Roger Federer? Rafael Nadal? Novak Djokovic? Bjorn Borg? Or Rod Laver? We may all have a favourite men's tennis player of all time but what are the parameters you feel decide this eternal debate? We take a look at the records, most successful players and stats.
The greatest male tennis player of all time? A contentious issue but it could be the simplest of responses – the man with the most Grand Slams.
If that’s the case, then that’d be Rafael Nadal, who currently sits atop the Grand Slam-winning table with 22. The Spaniard won two Grand Slams in the 2022 season to take him one ahead of Serbia’s Novak Djokovic and two ahead of Roger Federer.
The Swiss grass-court specialist retires from top level tennis this weekend following the Laver Cup in London – a Ryder Cup-style Europe vs USA event in which Federer, Nadal, Djokovic and Britain's Andy Murray are taking part – but Djokovic and Nadal are still active players so next season could see a change. But as of right now, it’s Nadal who surveys the tennis arena.
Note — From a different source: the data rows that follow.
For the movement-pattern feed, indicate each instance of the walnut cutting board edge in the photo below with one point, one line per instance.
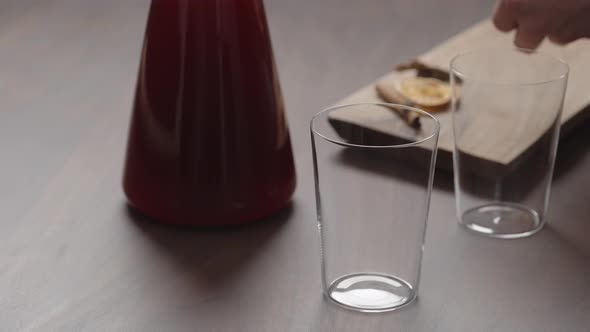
(484, 35)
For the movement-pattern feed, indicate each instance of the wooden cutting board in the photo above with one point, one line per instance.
(484, 35)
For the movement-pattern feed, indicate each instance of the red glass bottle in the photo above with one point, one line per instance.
(208, 143)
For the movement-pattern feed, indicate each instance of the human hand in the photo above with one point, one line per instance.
(563, 21)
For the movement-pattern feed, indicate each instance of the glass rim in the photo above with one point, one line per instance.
(454, 68)
(434, 134)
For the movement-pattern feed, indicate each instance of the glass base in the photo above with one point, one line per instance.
(371, 292)
(502, 220)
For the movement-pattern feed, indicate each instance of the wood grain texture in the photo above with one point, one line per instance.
(514, 132)
(74, 258)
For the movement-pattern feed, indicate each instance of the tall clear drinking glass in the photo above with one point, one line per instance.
(373, 175)
(507, 107)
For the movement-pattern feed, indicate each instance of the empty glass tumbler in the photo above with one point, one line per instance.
(507, 107)
(373, 175)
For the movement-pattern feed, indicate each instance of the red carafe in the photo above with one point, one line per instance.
(208, 142)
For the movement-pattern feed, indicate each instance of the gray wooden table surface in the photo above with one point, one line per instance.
(74, 258)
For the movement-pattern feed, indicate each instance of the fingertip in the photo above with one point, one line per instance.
(527, 40)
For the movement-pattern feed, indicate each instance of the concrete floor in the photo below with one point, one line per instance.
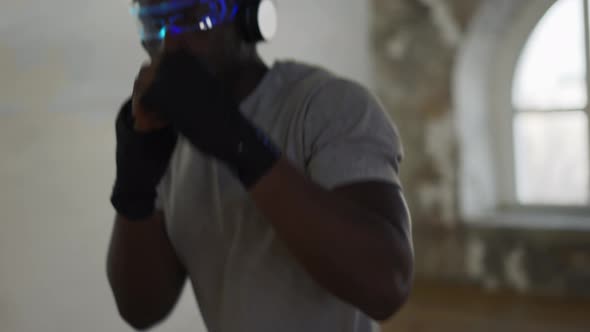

But is it that simple or are there other parameters in which GOAT-ness can be measured?
How about most weeks at World number one?
That measurement would crown Djokovic, with a massive 373 weeks at the top of the ATP singles rankings, a huge gap of 63 ahead of next best Federer.
USA’s Pete Sampras (286), Ivan Lendl from the former Czechoslovakia (270) and Sampras’ compatriot Jimmy Connors on 268 make up the top five in this category.
Or is performing consistently at the highest level the ultimate gauge? Federer spent 237 consecutive weeks at World number one, consistently topping the table in an era of quite frankly ridiculous levels of tennis including other potential GOATs, Nadal and Djokovic. Connors has the next best figure at 160 between 1974 and 1977.
Only one player has achieved the holy grail of tennis – the calendar year Grand Slam. Australian Rod Laver won all four majors in the Open era – the Australian Open, the French Open, Wimbledon and the US Open – in 1969, and it is a nod to this achievement that this weekend’s Laver Cup has been named.
Other achievements in this category include Djokovic being the only male player to achieve a non-calendar year Grand Slam – from 2015 Wimbledon to the 2016 French Open.
Djokovic and Nadal have claimed two career Grand Slams each, while Laver, Federer and Andre Agassi (USA) have achieved one each.
Agassi and Nadal are also the only two players to have achieved a Career Golden Slam, which includes the four majors plus Olympic gold (tennis has only been part of the Summer Games since 1988).
Some earlier era players didn’t travel to the Australian Open due to the remoteness of the major until 1983 when Lendl, John McEnroe (USA) and Mats Wilander (Sweden) entered the tournament, moving the major into a different era and an additional Grand Slam players could add to their tally.
So, bearing this in mind, would percentage of Grand Slam matches won be a better indicator of GOAT-worthy-ness?
In this case, the great Swede, Bjorn Borg, a Wimbledon favourite and early retiree at 26 would lead the way, playing 141 matches and losing just 17, a win-loss percentage of 89.2%.
Nadal, meanwhile, lost just 42 out of 313 Grand Slam matches, to leave him on 88.2% with Djokovic (87.7%), Federer (86.0%) and Sampras (84.2%, 203-238) the next best three.
Maybe the best-of-all-time accolade goes to the one who appears most on these lists, or the one who has the best combination of successes? Or even the one voted by his contemporaries as the best ever?
Federer certainly has a number of 'GOAT' accolades from his peers and beyond following his retirement announcement with the likes of fellow recent retiree and 23-time Grand Slam winner Serena Williams describing the Swiss maestro as the GOAT.
What about the most rounded player? The one who has a relatively even spread of Grand Slam wins on the different surfaces?
Djokovic would arguably lead this category, claiming nine Australian Open titles, two French Open, seven Wimbledon and three US Open to Nadal's two, 14, two and four, respectively, and Federer's six, one, eight and five.
So would this put Djokovic on top of the pile?
Ultimately, the answer for any of us depends on the parameters we individually feel defines the best of all time.
So, who do you feel is the GOAT of men’s tennis?